Artificial intelligence is a hot topic at the moment. Not a week goes by without the media reporting new breakthroughs or areas of application: Algorithms beating humans in games, self-driving cars, natural language communication with virtual assistants. But how does a system become intelligent? Or to put it another way: How does machine learning (ML) work?

Why machine learning?

Programming a system that makes automated decisions is not a trivial task. Let's take a problem we are all familiar with: detecting spam e-mails. How would one go about this task intuitively? For example, we can look at spam emails and identify the words or phrases that typically appear only in unsolicited ones. If these are found in an incoming email, it should be marked as spam, i.e. the classic filtering approach.

This is a quick way to get results, but you have to constantly program new rules as new topics appear in spam emails. Or maybe the scammers used new spellings for already blocked terms, and our filter doesn't work anymore. So in the long run, this solution is not efficient and requires a lot of manual effort.

So we have found a solution, but fail in the long run because of details, since everything the system has learned has to come from us. To have a truly viable solution, it has to happen automatically. The system should get better itself - based on the available data. It should "learn" itself.

What is machine learning?

A frequently cited formal definition for machine learning was given by Tom M. Mitchell in 1997:

A computer program is said to learn from experience E with respect to some class of tasks T and performance measure P, if its performance at tasks in T, as measured by P improves with experience E.

Let's take a closer look at this definition in relation to our spam email example. We have data that is divided into two categories: Spam and Ham (unwanted and wanted). The task T would be for us to identify from the given data the words or phrases that will help us distinguish between them. However, this should be done automatically and not manually. We can use statistical methods at that point, which we will not discuss here.
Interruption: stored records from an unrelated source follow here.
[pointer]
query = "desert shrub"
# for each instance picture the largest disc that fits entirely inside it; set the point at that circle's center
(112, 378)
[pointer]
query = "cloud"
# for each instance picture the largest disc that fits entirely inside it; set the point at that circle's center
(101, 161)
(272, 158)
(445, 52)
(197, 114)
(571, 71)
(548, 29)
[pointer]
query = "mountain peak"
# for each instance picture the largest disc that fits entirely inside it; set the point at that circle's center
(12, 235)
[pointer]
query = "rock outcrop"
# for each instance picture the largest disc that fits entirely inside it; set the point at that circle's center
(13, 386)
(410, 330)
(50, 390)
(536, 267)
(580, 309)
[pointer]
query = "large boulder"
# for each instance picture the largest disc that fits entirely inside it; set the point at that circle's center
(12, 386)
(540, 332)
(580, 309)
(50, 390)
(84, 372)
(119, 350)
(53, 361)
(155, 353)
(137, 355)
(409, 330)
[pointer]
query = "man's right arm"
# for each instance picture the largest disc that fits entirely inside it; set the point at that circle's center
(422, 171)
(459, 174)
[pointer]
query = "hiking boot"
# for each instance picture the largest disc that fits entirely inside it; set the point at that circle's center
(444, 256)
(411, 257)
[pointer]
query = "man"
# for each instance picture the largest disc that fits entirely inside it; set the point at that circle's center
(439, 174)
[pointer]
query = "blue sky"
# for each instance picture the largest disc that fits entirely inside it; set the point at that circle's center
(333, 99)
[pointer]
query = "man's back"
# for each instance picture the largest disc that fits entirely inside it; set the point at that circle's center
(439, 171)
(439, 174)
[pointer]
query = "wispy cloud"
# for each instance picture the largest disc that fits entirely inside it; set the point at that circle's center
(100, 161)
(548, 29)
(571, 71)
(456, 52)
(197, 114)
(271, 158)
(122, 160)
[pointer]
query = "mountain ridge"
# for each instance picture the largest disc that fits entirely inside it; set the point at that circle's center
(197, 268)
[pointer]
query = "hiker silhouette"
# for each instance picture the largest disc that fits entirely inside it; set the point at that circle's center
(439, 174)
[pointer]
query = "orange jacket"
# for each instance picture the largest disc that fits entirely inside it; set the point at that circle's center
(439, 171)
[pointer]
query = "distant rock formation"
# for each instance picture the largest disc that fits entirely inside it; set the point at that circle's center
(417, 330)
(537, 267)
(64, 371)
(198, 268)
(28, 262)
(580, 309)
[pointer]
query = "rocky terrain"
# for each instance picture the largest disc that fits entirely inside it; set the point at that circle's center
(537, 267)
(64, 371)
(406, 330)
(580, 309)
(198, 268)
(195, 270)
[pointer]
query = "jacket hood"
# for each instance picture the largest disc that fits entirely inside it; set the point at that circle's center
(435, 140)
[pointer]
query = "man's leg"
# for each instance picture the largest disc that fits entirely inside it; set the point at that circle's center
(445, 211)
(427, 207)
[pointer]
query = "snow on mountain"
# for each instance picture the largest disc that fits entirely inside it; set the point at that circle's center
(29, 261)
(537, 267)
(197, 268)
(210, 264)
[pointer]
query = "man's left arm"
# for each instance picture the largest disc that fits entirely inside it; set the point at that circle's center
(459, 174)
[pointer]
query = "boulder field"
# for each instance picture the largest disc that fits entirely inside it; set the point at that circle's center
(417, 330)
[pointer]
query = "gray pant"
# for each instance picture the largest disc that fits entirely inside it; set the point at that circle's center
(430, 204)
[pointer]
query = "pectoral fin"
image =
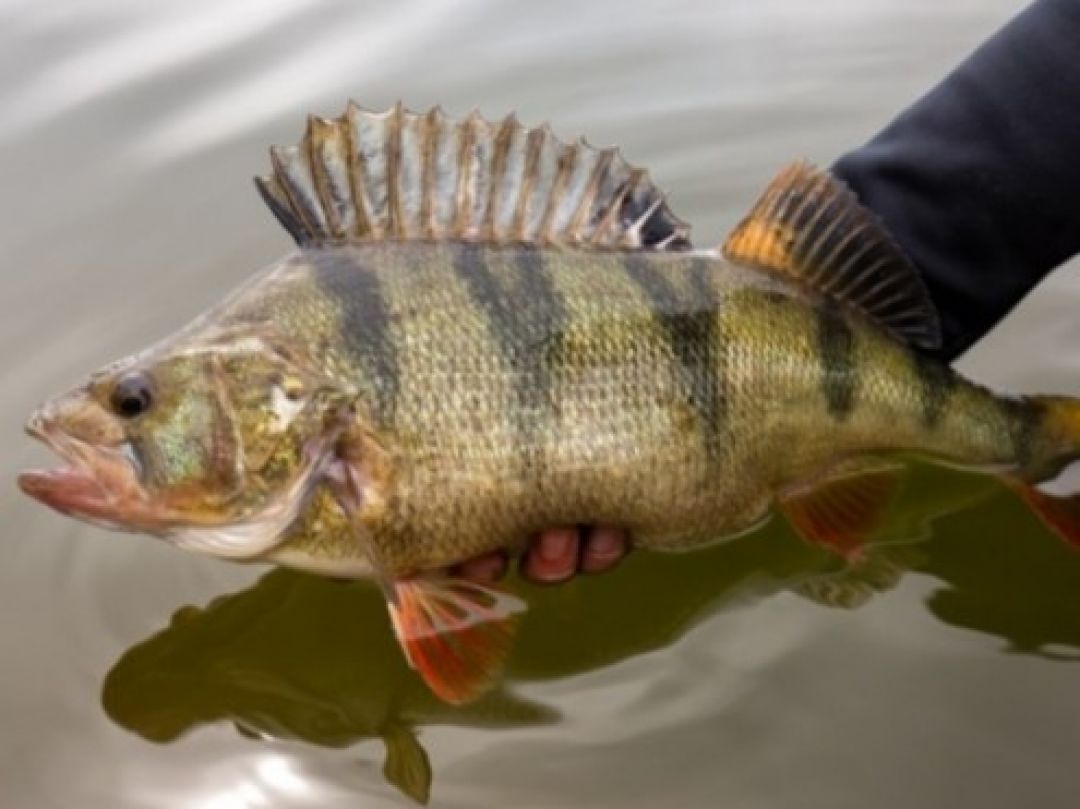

The result from this task T is a "model" - a set of rules that allows us to decide, given a new email, which category it falls into.

If we choose a subset of the emails from both categories on which to test the result of T, we can measure P . Since we know what the result should be, we can automatically check the model's suggestions for correctness, and then know if one model is "better" than another. All we need now is experience. To gain this, we can randomize the data for T each time, for example. This allows us to generate different models that we can compare to optimize P (always choosing the model that made the fewest errors on the test data).

We have now transformed our manual solution into one that works with machine learning. Our effort as a user has been reduced to reporting to the algorithm every new spam email we find in our inbox, so that it can retrain itself.

Supervised vs. unsupervised

In our solution to the spam problem, we made use of a particular category of machine learning: supervised ML. This means that we helped the algorithm - in this case, by preparing the data in two predefined result categories as well as making sure that the distribution of the documents among the categories is correct.

Another category of machine learning also does not require any preliminary work. An example approach from non-supervised machine learning is clustering: recognizing groups and structure in a given set of data.

To illustrate this with an example, let's imagine the customer database of an online store. We have information about the users and their purchases. With clustering, we can identify similarities among users and form groups (customer segments). On the one hand, this can help us better understand our customer base, but on the other hand, it can also give us tools to optimize the recommendations of new products for our customers. As mentioned earlier, no upfront work is required with this approach. However, we need to manually check the results, as we don't have an automatic mechanism for this for now.

Solve everything with machine learning?

Machine learning, as great as it is, is not a magic solution to any problem. One important reason for this is: there is no such thing as error-free machine learning. The process of learning is about minimizing errors. Trying to eliminate them completely in practice is utopian.

When then does such an approach make sense? An example would be: When the task is too complex. Be it because the solution is too difficult (computer vision), or because the special cases of a simple solution are too many to map manually (as in our spam example).

In practice, machine learning is often used in Big Data. This has another reason besides the ones mentioned above: The results are usually better (for the same algorithm) with more input data. So for smaller datasets or problems that can be easily hand-coded without errors, machine learning would not necessarily be the best approach.

We have roughly outlined the concept of machine learning and two important categories from it. If you have the expectation that ML works completely autonomously and error-free with arbitrary data sets, you will quickly be disappointed. But if one takes the time to preprocess the data and optimize or moderate the results, and if one accepts low error rates, complex problems that are otherwise impossible (or difficult) to solve programmatically can be handled with manageable effort.

Otherwise, to take up the example from above, two to three spam mails a day can be identified manually with considerably less effort.